In March 1990, Mother Teresa resigned as Superior General of the order only to be disobeyed by her congregation who did not allow her to resign. The following year on 2nd January 1991 a countdown towards Gulf War between U.S. and U.N. forces and Iraq made her sent a personal letter to both the concerned President Saddam Hussein and President George Bush pleading for a peaceful solution instead of war. Her peacekeeping effort failed but Hussein Government invited her there to help the orphaned and the disabled after the war.

Mother Teresa’s slowly faltering health led her flitting from one hospital and one operation to another.
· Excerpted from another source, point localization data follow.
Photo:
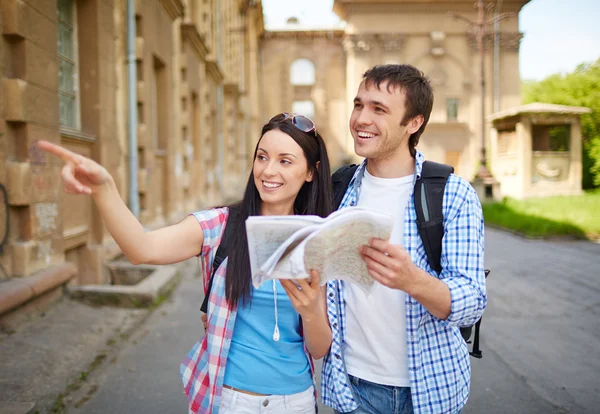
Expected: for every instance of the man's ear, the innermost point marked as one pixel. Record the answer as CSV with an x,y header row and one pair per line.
x,y
310,173
415,123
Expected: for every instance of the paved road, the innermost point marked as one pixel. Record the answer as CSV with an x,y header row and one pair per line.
x,y
541,338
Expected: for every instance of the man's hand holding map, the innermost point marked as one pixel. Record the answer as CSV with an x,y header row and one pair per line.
x,y
288,247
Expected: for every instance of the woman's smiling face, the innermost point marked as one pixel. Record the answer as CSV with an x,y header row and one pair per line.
x,y
280,170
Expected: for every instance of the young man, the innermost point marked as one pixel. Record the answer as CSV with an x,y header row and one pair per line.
x,y
399,348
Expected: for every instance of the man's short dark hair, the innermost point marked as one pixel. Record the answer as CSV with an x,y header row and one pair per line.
x,y
416,86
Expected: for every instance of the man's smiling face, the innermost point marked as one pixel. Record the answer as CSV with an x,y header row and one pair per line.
x,y
376,122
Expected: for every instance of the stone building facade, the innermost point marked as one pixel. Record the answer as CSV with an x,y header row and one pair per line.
x,y
63,78
208,77
421,33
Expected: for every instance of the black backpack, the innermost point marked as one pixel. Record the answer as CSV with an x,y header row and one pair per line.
x,y
428,196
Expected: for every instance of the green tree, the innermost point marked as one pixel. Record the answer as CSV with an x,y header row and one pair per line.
x,y
579,88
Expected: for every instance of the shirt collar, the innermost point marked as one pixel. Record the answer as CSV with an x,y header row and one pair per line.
x,y
360,171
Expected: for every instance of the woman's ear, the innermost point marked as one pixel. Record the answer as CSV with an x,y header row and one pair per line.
x,y
311,174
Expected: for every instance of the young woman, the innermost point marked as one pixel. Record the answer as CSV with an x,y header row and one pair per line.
x,y
256,354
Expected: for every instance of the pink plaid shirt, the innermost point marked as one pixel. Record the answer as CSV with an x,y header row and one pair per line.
x,y
203,369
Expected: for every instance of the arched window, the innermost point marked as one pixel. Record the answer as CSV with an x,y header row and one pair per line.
x,y
306,108
302,72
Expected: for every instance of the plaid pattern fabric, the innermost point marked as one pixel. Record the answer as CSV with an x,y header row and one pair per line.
x,y
203,369
438,358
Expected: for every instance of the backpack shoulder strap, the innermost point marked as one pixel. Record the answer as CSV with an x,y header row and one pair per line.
x,y
429,196
340,181
221,253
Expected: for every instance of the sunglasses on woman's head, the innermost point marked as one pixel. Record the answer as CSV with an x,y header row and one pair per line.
x,y
303,123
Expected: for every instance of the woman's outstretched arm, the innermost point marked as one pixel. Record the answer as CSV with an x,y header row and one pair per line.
x,y
171,244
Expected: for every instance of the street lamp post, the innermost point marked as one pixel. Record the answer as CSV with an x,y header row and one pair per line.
x,y
479,28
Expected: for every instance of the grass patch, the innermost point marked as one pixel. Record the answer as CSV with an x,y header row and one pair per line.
x,y
565,216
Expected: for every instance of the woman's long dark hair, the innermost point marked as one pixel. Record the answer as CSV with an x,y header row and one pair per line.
x,y
314,198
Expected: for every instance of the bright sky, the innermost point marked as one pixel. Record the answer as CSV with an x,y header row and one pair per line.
x,y
559,34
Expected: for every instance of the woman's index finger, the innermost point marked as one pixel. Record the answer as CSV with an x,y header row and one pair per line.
x,y
62,153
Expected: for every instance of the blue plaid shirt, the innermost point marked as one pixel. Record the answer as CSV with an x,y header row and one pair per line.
x,y
438,358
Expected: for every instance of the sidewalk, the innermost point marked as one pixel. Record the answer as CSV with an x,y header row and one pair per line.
x,y
52,355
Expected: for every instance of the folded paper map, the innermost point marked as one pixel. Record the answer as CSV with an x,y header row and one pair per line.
x,y
288,247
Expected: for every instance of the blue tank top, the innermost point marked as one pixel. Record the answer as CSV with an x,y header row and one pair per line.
x,y
256,362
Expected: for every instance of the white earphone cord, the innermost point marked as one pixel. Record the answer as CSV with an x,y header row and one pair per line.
x,y
276,330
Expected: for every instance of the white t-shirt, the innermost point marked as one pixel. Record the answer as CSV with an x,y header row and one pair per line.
x,y
376,323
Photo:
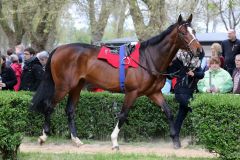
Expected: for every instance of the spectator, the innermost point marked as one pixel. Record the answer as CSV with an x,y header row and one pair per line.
x,y
43,57
230,48
8,76
236,75
216,79
19,52
10,51
189,71
216,51
16,66
32,71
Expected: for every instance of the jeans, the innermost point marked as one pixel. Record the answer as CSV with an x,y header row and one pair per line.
x,y
183,100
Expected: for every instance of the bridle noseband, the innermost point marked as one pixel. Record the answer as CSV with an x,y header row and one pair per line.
x,y
181,36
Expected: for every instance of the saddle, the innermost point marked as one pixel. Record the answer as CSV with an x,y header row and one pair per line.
x,y
129,48
111,55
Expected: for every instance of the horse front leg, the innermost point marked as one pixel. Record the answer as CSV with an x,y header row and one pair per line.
x,y
73,98
70,111
46,127
160,101
122,117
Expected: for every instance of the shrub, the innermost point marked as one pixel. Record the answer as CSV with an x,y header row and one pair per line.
x,y
216,120
12,122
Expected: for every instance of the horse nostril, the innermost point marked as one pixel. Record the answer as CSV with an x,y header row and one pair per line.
x,y
199,50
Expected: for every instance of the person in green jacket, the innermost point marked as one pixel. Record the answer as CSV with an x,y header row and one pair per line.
x,y
216,79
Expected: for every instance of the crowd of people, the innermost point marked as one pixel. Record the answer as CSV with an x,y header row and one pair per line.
x,y
219,73
22,68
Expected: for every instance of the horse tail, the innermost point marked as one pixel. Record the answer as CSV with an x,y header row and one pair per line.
x,y
42,99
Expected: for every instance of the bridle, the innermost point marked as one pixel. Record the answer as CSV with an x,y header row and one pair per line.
x,y
181,36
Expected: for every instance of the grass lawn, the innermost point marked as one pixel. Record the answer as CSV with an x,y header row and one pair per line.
x,y
116,156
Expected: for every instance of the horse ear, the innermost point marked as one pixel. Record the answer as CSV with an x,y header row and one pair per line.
x,y
189,20
180,19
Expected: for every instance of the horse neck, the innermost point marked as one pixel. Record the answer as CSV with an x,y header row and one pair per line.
x,y
163,52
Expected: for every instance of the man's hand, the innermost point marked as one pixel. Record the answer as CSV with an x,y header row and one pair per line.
x,y
190,73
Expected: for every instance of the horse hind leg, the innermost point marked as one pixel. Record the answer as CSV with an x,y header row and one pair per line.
x,y
70,111
46,128
122,117
59,94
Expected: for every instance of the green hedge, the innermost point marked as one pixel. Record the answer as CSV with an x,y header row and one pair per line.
x,y
213,123
217,123
96,118
13,118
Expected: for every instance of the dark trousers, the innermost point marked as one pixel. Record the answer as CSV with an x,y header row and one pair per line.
x,y
183,100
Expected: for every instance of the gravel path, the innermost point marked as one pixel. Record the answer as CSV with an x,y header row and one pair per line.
x,y
159,148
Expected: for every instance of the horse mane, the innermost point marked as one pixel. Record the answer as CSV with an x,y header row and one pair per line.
x,y
156,39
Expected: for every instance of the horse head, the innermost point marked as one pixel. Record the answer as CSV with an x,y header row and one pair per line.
x,y
186,36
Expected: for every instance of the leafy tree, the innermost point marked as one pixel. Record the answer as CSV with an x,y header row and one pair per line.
x,y
152,21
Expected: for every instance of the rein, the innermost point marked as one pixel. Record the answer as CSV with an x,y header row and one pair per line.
x,y
158,74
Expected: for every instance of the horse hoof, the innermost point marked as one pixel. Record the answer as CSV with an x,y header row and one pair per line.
x,y
115,148
77,141
40,141
176,143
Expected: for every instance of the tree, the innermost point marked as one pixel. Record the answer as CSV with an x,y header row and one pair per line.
x,y
35,19
98,12
155,21
229,12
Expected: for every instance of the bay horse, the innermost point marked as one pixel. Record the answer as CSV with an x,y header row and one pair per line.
x,y
70,66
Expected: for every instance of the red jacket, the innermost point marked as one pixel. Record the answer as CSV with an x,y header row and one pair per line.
x,y
18,71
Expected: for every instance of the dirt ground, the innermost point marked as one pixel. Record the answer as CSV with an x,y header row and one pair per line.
x,y
161,148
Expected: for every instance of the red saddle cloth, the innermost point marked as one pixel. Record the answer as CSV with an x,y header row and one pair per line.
x,y
113,58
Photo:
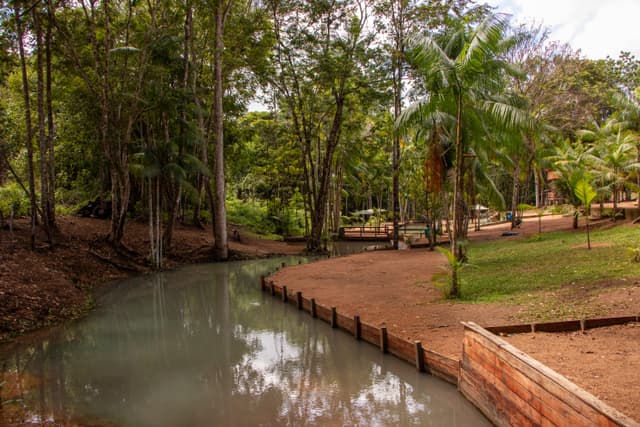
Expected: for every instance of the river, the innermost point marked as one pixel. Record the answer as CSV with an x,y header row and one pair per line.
x,y
202,346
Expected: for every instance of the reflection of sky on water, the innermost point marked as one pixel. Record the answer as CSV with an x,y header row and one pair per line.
x,y
203,346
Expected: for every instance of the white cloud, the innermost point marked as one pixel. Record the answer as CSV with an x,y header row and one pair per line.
x,y
598,28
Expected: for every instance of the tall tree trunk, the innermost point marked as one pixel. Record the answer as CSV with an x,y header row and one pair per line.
x,y
398,23
458,188
516,193
221,246
51,131
42,137
28,125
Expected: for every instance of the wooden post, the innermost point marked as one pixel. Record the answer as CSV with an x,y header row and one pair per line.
x,y
314,312
419,360
383,339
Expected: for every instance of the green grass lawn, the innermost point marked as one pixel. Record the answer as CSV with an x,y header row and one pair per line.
x,y
511,271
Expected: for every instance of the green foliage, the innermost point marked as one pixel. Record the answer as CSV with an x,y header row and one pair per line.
x,y
585,193
252,214
267,217
454,268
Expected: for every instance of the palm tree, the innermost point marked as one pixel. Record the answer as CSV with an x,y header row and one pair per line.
x,y
463,72
617,157
629,113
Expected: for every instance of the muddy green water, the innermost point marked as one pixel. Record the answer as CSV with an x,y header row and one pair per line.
x,y
202,346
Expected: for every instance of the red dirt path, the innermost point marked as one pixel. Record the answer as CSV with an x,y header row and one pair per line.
x,y
393,288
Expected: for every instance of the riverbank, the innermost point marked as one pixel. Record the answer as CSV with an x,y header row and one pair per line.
x,y
395,289
48,286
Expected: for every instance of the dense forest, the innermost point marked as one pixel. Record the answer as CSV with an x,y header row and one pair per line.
x,y
412,109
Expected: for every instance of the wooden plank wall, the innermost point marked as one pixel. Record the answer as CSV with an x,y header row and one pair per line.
x,y
511,388
563,326
428,361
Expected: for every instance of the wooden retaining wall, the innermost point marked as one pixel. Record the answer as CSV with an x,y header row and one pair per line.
x,y
511,388
428,361
563,326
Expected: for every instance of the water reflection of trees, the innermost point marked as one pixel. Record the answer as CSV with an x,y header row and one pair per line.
x,y
203,346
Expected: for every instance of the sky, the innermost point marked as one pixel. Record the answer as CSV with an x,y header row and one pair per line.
x,y
597,27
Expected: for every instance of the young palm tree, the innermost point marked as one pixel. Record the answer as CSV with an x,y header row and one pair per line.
x,y
617,158
463,73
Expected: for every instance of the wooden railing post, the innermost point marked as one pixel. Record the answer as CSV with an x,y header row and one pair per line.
x,y
334,317
419,359
383,339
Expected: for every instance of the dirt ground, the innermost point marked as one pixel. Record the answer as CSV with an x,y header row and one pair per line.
x,y
392,288
384,287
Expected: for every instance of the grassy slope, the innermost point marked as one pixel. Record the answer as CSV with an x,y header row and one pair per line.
x,y
512,271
In one of her visits to United State she was hospitalized in Los Angeles and had to undergo one more heart surgery. The same year she suffered yet another heart attack and had to be hospitalized in Mexico, yet her ministry did not diminish. Mother Teresa orders now have more than four thousand nuns operating in five hundred seventeen houses and different projects around the globe. The records in Mother Teresa for treating lepers in India alone were more than one hundred thousand in a year. It was not only based in the centre but via mobile unit as well.

In 1993 she underwent one more heart surgery when she was in Calcutta. The following years her illnesses followed till November 1996 when she complained of chest pain. Efforts were made to keep her healthy but she said, “Let me die like the poor that I serve.” Doctors were reluctant to let Mother Teresa pass away. They begged and pleaded with her. Finally in late November, she agreed to another angiography. Her severe Osteoporosis made it difficult to make a full recovery. She remained bedridden throughout the year. In the later year she said that, “I am convinced that when I am gone and if God finds a person more ignorant and useless than I he will do greater things through that person because it’s His doing.”

Few months later after she stepped down and placed her position by selection of the order to Sister Nirmala, she passed away on 5th September as one of the most Reverent and most beloved Mother of the poor, sick, destitute, dying and unwanted child. Above all her legacy of love and servitude to the poor leave a lasting impact on each and every individual. For her; serving them means serving God.